我回宮後,剛踏進皇城即刻就傳來了瑞王妃病斃的消息。我請了母后的旨去大國寺暫居七七四十九日後,再行回宮。以我過去聖女的身份,再加上宮裡連連出事,母后準了我的請。我吩咐秋影簡單的準備些貼己的物品後,隻帶了她就去了。車馬出門時,望著滿天紅霞,我淒涼感慨,自己再離開時竟再無人可以牽掛。

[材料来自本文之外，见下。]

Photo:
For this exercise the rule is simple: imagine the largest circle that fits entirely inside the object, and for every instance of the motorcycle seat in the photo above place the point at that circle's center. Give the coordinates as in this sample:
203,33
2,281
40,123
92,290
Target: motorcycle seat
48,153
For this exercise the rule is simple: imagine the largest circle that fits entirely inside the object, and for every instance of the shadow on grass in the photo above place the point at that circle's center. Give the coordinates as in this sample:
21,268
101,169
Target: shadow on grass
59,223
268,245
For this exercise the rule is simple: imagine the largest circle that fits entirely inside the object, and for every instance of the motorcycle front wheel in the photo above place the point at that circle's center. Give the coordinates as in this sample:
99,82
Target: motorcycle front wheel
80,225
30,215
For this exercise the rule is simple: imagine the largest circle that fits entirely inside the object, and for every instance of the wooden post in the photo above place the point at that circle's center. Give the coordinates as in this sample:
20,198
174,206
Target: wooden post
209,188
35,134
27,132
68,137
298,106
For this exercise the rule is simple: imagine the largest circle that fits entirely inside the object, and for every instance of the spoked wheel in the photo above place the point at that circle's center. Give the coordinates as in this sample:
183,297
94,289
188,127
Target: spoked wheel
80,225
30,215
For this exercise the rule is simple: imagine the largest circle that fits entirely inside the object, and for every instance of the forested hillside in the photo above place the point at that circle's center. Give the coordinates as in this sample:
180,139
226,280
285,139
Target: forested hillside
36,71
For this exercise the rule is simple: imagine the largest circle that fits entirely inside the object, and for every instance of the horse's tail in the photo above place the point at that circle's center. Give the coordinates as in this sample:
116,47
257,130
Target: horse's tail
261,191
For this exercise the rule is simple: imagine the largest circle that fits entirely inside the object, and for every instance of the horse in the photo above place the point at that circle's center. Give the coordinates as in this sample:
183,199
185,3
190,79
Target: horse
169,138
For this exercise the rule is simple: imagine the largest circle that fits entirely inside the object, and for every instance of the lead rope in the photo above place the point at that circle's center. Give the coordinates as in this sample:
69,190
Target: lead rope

樊繆繼任國師後,很受百姓擁戴。隻幾個小師傅在門口候著,迎我去了過去住的小院裡落腳。過去的冷苦,此刻顯得彌足珍貴。每一寸熟悉的感觸讓我心安。秋影整理屋子時,我溜去後院的田地中,我的那塊一方淨土上出乎意料的竟還生長著原先種的幾顆菜,一看便是有人經常打理的樣子。
“公主怎麽在此?”樊繆隔了一些玉米稻,地方不遠我一時不察先前沒有在意。他正在為他的玉米稻澆灌。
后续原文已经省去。